Guidelines for Editors
Planning a new open-access journal
To be successful, a new open-access journal must be carefully planned. Before you can get into daily publishing practice, many decisions have to be made. We suggest you ask yourself the following questions. If the answer to them is “Yes” you are ready to proceed.
Do I really want to start a new journal?
Be sure that your aims and motivations to start your journal are sound. Creating a new journal should be regarded a commitment with long-term responsibilities.
Is there any demand for my journal?
You should ask yourself if there really is a need for a new journal in your field. Try to find a thematic niche in which you can provide unique content that distinguishes your journal from others. If there is already a similar journal in existence, you may want to consider joining it rather than creating your own.

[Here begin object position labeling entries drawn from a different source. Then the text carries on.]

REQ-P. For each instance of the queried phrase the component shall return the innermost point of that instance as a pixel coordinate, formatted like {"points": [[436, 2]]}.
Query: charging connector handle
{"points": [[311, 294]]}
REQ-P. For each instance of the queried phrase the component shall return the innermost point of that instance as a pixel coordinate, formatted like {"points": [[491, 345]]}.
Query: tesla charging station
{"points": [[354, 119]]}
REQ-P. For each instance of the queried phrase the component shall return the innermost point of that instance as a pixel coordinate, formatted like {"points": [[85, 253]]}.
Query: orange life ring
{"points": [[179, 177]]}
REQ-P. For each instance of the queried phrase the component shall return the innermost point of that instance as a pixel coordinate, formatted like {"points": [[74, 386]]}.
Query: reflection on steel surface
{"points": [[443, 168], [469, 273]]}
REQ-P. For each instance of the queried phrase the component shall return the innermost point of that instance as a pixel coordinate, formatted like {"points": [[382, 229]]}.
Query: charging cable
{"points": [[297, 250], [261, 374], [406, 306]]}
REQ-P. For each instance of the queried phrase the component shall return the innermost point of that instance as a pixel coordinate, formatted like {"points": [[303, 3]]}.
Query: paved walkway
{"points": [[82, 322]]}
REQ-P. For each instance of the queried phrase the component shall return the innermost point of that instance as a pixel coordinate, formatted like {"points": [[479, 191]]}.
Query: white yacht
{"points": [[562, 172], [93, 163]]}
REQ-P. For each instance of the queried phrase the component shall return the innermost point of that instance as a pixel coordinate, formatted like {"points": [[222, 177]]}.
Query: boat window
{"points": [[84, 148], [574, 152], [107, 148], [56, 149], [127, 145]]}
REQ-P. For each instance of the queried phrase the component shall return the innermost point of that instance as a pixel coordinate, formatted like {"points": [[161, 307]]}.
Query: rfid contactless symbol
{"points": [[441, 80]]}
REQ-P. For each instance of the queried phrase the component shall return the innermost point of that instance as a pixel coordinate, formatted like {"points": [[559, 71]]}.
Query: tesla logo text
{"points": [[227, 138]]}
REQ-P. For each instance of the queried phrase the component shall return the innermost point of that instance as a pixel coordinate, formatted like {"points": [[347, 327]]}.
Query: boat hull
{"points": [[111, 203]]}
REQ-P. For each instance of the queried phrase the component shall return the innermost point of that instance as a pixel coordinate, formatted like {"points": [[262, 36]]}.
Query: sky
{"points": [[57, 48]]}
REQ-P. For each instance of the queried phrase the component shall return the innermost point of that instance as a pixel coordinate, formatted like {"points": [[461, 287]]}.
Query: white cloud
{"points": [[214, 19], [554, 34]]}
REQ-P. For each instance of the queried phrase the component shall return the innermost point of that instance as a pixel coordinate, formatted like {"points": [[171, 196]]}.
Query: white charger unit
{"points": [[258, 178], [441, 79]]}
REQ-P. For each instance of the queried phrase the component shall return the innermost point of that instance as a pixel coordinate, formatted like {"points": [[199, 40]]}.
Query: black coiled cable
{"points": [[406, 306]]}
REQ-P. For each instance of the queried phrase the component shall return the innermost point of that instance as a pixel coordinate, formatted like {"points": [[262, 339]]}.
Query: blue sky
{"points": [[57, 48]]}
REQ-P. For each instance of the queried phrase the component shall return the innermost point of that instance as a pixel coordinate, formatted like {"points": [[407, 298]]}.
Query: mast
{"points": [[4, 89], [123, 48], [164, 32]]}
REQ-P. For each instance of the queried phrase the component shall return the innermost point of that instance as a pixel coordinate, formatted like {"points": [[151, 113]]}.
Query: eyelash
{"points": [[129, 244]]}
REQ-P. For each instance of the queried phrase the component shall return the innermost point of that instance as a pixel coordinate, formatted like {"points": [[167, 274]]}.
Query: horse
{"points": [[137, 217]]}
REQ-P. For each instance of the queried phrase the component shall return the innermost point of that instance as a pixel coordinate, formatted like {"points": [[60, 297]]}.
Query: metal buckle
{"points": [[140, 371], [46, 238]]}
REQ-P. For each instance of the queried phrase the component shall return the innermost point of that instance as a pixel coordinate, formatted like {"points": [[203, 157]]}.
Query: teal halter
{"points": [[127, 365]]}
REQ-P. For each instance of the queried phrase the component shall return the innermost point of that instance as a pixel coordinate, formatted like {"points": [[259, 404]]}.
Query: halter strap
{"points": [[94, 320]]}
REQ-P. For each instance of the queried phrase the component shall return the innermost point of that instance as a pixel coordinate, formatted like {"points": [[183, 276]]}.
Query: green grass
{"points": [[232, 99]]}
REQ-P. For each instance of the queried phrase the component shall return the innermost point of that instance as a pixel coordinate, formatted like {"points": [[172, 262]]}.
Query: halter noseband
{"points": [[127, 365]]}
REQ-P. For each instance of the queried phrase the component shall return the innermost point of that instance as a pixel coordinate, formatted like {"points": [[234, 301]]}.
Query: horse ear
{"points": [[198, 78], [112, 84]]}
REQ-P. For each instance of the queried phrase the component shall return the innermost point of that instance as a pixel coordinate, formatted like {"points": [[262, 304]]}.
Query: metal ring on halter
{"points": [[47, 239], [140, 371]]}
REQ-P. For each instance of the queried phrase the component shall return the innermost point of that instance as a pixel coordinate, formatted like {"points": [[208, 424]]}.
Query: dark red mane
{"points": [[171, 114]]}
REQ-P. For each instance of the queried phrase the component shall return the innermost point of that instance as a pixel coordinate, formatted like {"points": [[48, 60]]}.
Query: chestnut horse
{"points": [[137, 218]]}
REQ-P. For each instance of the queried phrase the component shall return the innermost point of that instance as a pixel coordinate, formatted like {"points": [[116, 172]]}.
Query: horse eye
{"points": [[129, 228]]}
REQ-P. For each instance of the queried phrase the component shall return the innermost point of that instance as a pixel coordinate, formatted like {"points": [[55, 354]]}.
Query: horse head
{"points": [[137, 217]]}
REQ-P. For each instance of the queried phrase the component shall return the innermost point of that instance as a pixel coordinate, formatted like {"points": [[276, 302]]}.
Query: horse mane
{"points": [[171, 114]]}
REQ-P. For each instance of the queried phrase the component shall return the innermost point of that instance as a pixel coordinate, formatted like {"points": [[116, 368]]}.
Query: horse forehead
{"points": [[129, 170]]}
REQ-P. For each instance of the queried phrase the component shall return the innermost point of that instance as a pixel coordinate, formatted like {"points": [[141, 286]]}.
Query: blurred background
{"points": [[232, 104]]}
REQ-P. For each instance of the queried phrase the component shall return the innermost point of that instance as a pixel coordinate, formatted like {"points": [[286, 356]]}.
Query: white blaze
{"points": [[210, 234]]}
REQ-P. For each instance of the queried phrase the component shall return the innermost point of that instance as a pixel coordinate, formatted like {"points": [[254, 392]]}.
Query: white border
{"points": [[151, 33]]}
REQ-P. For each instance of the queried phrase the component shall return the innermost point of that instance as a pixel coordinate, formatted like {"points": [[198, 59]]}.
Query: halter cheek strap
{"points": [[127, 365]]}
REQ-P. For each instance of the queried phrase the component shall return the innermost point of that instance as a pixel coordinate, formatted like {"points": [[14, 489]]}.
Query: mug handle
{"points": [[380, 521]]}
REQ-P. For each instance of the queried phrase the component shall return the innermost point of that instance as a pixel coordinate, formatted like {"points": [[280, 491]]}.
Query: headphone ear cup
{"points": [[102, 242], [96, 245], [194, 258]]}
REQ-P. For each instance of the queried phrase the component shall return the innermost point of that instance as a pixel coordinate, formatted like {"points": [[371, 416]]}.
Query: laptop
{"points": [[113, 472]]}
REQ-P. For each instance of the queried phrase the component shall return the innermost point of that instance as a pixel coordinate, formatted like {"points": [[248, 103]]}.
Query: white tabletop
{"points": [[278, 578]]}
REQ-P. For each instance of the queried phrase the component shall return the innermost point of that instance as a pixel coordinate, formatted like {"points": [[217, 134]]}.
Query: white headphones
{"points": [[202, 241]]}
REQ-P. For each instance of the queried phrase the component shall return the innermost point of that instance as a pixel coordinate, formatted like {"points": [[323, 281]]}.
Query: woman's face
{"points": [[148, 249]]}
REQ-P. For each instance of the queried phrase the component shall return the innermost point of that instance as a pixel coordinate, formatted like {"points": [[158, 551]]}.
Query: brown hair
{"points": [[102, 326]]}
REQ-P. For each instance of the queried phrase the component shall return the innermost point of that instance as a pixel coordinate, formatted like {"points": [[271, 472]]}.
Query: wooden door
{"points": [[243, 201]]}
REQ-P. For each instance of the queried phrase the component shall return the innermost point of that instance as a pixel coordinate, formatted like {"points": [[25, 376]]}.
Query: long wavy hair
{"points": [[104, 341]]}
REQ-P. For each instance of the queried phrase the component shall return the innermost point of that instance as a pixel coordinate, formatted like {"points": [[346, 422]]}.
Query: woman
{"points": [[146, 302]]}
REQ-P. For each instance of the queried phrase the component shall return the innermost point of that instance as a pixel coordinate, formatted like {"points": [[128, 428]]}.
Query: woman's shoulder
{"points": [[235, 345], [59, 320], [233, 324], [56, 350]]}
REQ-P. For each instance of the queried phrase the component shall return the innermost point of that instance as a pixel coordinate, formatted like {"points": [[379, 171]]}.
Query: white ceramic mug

Are there sufficient personal resources for maintaining the journal?
Editing and reviewing submissions is a time-consuming task. Depending on the number of manuscripts published, the workload may exceed the capacities of a single person. Consider recruiting the support of a co-editor. If you are planning to offer multilingual content, be sure to involve respective native speakers in the copyediting process.
Are there sufficient financial resources available?
PsychOpen is offering you all its services for free. Nevertheless, launching and maintaining your publication will not be completely cost-free. You will need staff, equipment, technical help, etc. Securing resources, be they financial or nonmaterial, is one of the most difficult aspects of operating a journal.
To address resource and financing issues, try to anticipate the expected costs as precisely as possible and inform yourself on possibilities to generate funding for your journal. Widely practiced models are funding by learned societies (e.g., in form of financial aid to start new projects) or donations. The PsychOpen model does not permit the collection of author fees or sale of advertising space.
Volunteer efforts (i.e. individuals donating their time for editorial or technical support) can be an invaluable factor to reduce costs. Saving time through work efficiency is another. In order to meet your needs, the PsychOpen team has streamlined the editorial process by employing the article-processing system Open Journal Systems (OJS).
Decisions to make for your new journal
What will be the scope of my journal?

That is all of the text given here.